I didn't make a big deal of it, but I don't understand why they couldn't do the photos on both weekends. In fact, why limit them to once a month in the first place? Questions like this rarely get an answer with TDCJ. It just is.

It was lovely and warm there in Tennessee Colony, cool by TX standards but perfect for me and my pale European skin. My husband's unit has a set of tables outside of the contact visit room, with canopies over them, fenced in within the grass surrounding the building. You would get to them from the contact room. If the door was ever open that is. In the 6 years I've been visiting there, and all the people my husband has asked, no one has ever known those outside tables to be used for visitation. They would be perfect for those bringing young children; the kids could be noisier than in the echoing visit room, and they would be outside in a safe enclosed area. Other units use their outside tables. My husband's unit does not. Those tables are just expensive lawn ornaments.

                                                   image from Rick Mauderer's blog

I try not to tell Texans (or anyone else) that they are wrong. Instead, I try to find the reasons why someone might do a certain thing. But with TDCJ you hit brick wall after brick wall. Often the "reason" appears to be "because we can" or "because we say so", and neither of those answers do anything towards rehabilitation or consideration that an inmate's family are not there to be punished as well. Currently, we don't understand why:

  • TDCJ inmates and visitors are made to sit across wide tables from each other in the contact sections, so wide that to hold hands you have to sit constantly stretched at an awkward angle
  • TDCJ inmates are not permitted to get up or walk around during a visit unless it is to use the bathroom (and even then, they are discouraged from doing so) 
  • Children visiting TDCJ inmates have to remain seated at the table and have no toys or books to help occupy them. Given that visits are usually between 2 and 4 hours long, this rule can only have been made by a man who has never had to spend any time with a squirming toddler. The alternative reason can only be that TDCJ feels children should not be in the visit rooms at all, and imposing a rule like this will discourage many parents and grandparents from bringing children to visit. 
  • The table we were assigned (you can't choose your own at my husband's unit) had not been cleaned from the previous weekend.
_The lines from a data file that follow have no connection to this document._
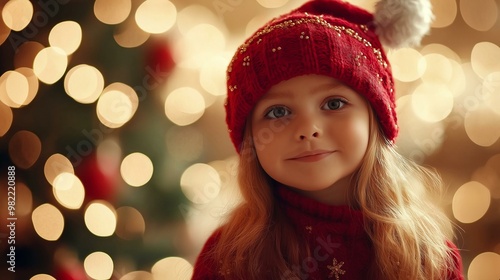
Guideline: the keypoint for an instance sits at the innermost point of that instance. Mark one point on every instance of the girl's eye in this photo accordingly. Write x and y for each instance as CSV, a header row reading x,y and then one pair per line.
x,y
334,104
277,112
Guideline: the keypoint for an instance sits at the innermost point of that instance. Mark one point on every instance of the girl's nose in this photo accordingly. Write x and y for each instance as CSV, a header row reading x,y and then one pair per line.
x,y
307,128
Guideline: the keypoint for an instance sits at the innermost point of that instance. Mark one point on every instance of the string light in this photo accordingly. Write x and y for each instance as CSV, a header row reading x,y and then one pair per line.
x,y
407,64
50,64
100,218
479,14
67,36
156,16
68,190
48,222
112,11
200,183
470,202
84,83
17,14
99,265
136,169
172,268
184,106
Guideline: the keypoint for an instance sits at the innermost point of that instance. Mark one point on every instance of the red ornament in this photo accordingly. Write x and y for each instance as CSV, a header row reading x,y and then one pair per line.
x,y
159,63
99,176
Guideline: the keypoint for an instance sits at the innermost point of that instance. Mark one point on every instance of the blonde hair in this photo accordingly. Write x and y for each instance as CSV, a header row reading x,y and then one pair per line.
x,y
409,232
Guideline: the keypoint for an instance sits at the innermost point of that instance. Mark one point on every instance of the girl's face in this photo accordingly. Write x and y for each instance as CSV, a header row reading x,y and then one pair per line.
x,y
311,133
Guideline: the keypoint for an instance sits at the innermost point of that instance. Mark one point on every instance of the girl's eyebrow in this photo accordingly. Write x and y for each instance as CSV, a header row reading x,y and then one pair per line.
x,y
272,95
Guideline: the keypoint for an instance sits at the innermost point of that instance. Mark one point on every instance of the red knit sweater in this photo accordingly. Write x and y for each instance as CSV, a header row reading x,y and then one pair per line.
x,y
340,248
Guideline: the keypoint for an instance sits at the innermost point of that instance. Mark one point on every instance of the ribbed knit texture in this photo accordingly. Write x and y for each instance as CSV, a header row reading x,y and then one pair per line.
x,y
324,37
340,248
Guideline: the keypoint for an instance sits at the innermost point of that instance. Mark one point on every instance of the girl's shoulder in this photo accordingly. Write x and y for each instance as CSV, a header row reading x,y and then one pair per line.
x,y
205,266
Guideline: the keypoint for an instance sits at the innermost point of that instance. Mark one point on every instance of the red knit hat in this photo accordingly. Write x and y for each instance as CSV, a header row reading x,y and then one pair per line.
x,y
325,37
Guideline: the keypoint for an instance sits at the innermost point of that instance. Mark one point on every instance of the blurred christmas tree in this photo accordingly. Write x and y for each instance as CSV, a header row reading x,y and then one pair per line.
x,y
94,134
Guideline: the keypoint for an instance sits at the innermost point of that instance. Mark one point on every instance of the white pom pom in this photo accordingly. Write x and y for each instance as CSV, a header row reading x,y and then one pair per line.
x,y
402,23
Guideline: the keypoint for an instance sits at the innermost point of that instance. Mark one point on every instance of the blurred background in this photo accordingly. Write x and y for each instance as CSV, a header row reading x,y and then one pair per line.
x,y
112,116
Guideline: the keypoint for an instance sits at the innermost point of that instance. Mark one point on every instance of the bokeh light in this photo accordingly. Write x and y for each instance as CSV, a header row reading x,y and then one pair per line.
x,y
136,169
418,139
200,183
100,218
482,125
407,64
138,275
445,12
6,118
440,49
172,268
184,143
193,15
271,4
491,91
438,70
130,223
48,222
129,35
14,89
24,199
432,102
479,14
109,155
156,16
26,53
24,148
32,84
4,30
481,58
484,267
16,14
67,36
213,75
68,190
184,106
50,64
112,11
42,277
99,265
198,45
55,165
117,105
84,83
470,202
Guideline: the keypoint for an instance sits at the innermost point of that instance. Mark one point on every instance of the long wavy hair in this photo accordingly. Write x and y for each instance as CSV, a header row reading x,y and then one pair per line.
x,y
409,232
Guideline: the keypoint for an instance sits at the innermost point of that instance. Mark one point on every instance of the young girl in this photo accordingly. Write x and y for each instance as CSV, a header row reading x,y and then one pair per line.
x,y
311,112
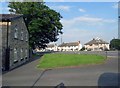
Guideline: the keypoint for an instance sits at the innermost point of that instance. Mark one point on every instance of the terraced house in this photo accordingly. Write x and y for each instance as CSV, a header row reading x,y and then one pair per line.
x,y
15,48
72,46
97,44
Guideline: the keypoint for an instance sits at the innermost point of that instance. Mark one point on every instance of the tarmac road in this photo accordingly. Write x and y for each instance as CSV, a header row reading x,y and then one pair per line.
x,y
29,75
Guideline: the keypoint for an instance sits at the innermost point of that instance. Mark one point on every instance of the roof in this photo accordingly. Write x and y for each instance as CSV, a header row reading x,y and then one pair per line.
x,y
96,41
50,45
9,17
69,44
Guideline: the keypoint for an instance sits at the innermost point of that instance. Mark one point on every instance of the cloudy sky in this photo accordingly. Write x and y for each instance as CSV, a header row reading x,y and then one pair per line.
x,y
87,20
83,21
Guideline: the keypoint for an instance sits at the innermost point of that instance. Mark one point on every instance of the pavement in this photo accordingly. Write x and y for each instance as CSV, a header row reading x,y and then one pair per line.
x,y
90,75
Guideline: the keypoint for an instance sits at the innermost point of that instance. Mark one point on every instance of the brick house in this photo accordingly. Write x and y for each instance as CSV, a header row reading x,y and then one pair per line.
x,y
96,44
72,46
15,47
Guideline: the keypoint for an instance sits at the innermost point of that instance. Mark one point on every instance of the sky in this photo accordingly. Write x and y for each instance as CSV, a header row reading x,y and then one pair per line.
x,y
83,21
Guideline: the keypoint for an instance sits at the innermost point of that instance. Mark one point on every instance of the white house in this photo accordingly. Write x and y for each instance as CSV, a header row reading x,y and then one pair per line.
x,y
72,46
51,47
96,45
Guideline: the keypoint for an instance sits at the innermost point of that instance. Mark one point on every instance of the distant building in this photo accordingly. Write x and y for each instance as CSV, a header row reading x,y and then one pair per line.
x,y
51,47
96,45
15,47
72,46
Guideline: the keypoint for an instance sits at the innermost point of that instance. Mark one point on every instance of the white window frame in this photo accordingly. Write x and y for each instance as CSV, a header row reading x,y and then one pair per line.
x,y
15,55
26,37
21,53
22,35
26,52
16,33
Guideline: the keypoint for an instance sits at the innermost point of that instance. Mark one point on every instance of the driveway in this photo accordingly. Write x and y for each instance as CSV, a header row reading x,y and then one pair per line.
x,y
29,75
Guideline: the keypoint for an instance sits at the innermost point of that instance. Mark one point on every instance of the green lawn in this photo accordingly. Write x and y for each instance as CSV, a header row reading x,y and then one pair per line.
x,y
62,60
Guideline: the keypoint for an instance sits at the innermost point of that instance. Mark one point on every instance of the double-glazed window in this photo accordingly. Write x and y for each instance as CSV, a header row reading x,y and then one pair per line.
x,y
22,34
15,32
21,53
26,37
26,53
15,55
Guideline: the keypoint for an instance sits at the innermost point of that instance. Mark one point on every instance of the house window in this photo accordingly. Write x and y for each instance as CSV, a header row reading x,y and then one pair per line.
x,y
26,53
21,54
15,55
16,32
26,37
22,35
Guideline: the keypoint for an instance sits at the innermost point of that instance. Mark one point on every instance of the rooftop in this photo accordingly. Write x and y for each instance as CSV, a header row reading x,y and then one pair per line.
x,y
69,44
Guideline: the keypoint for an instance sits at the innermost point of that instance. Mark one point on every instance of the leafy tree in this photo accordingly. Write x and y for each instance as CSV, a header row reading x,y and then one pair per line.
x,y
43,23
115,44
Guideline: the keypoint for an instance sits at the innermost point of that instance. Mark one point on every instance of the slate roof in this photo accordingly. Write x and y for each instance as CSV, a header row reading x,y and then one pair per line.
x,y
96,41
69,44
9,17
50,45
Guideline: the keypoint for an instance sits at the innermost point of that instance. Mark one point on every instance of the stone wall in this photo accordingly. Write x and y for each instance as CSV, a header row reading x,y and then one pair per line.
x,y
15,42
18,43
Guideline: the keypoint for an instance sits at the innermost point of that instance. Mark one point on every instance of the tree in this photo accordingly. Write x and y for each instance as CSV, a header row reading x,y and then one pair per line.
x,y
43,23
115,44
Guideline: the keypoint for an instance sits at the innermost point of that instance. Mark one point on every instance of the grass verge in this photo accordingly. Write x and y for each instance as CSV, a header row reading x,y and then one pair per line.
x,y
62,60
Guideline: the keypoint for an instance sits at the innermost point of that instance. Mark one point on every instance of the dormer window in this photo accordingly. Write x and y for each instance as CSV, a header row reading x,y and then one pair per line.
x,y
16,32
22,35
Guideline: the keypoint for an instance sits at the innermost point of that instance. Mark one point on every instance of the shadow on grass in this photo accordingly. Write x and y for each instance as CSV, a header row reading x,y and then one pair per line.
x,y
35,57
109,80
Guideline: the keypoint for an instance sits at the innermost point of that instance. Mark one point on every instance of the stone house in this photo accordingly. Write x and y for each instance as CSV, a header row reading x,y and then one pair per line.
x,y
72,46
15,38
96,45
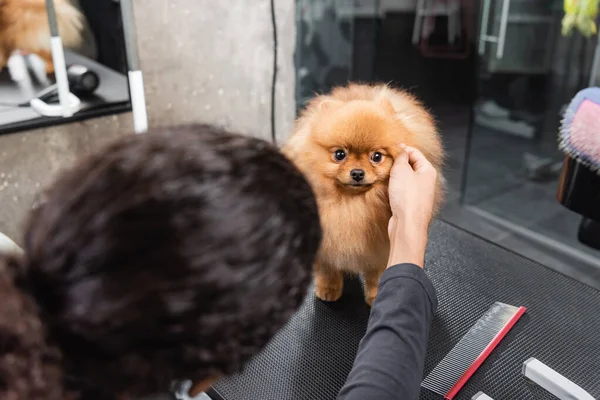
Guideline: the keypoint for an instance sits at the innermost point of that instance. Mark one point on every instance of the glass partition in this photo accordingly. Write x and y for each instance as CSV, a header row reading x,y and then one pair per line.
x,y
527,74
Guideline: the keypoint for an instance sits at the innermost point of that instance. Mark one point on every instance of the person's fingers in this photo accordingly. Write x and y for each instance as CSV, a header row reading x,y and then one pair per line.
x,y
417,160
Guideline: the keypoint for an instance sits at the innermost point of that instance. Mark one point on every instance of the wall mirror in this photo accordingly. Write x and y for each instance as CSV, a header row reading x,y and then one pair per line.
x,y
96,61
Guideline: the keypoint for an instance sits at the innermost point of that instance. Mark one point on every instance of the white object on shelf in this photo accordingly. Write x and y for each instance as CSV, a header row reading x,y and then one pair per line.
x,y
436,8
138,101
501,38
348,9
553,382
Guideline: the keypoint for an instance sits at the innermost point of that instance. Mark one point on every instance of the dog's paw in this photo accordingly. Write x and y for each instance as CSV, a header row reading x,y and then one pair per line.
x,y
329,293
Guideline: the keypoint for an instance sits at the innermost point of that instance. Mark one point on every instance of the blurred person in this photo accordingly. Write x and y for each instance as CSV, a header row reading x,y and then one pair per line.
x,y
176,254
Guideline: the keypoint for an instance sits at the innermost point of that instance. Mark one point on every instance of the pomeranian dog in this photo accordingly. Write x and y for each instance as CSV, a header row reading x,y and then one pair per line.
x,y
24,27
345,143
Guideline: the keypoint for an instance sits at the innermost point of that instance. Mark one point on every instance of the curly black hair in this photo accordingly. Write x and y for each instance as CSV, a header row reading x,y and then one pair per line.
x,y
175,254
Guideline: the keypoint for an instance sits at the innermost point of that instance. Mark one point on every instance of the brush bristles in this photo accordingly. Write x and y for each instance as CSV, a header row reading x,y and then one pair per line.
x,y
579,134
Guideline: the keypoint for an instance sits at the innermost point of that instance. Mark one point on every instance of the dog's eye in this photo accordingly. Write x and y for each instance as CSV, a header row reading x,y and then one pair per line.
x,y
339,155
377,157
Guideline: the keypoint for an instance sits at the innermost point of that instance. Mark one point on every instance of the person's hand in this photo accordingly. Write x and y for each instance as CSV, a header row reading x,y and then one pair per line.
x,y
412,193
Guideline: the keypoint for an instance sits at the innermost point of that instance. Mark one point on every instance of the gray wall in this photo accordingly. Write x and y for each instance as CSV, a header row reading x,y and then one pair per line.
x,y
203,61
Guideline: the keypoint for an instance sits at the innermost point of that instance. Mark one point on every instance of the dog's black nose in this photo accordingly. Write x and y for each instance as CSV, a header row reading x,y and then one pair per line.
x,y
357,174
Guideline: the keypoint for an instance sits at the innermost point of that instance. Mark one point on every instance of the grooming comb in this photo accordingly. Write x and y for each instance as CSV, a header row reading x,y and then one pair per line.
x,y
579,134
451,374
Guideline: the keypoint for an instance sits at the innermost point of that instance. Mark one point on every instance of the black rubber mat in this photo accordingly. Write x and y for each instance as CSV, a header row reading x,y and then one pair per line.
x,y
311,357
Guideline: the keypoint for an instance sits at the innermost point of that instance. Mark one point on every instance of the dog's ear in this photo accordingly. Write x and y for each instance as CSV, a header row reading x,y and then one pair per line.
x,y
386,105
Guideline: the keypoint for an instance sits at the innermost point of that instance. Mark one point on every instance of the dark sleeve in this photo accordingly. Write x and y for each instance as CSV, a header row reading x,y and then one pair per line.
x,y
391,355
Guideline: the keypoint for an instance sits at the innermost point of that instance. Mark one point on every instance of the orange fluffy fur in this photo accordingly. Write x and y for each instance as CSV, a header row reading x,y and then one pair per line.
x,y
360,120
24,27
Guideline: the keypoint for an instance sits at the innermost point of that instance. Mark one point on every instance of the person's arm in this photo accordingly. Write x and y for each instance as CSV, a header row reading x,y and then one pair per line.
x,y
390,358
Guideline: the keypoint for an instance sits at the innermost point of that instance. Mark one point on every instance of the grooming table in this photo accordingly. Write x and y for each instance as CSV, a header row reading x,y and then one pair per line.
x,y
311,357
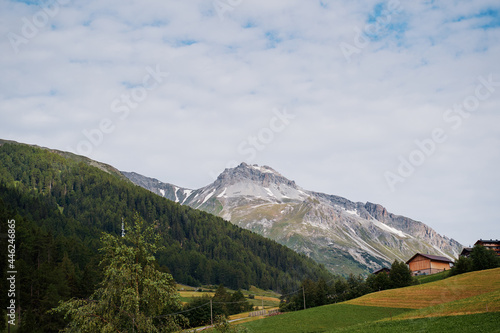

It still had crumbs from the snacks on the table top. There is only toilet tissue available to wipe tables with. I find this very strange, given that there are numerous inmates capable of wielding a cloth and a spot of detergent on at least one of the week days when visits are not held.
  • Visits are only held on weekends, with the exception of Death Row at the Polunsky unit. Maybe not so much of an issue at units with just 1500 inmates, but when there are more than 4000 inmates and only 60 contact tables, and always several families travelling more than 300 miles and qualifying for a "special" visit of 4 hours on both days, inevitably some people have to wait before they are able to enter the unit. If you arrive after midday, you are unlikely to get a full 4 hours and many have to wait up to 2 hours for their regular visit. Having visitation during the week would help ease the bottleneck at weekends; weekday visits could also be child-free, and possibly a less restricted experience where inmates could earn a weekday visit for good behaviour and be permitted to sit next to their visitors and walk to the vending machines and select their own snacks. They are strip searched in any case, and if the privilege is earned then it is less likely to be squandered.
 The strange thing is, all of the points above are already utilised in other states across America. So why does TDCJ reject these things as a means of rehabilitation, reward for good behaviour, and a way of enforcing its stated commitment to help inmates stay in contact with their friends and families? Because it can.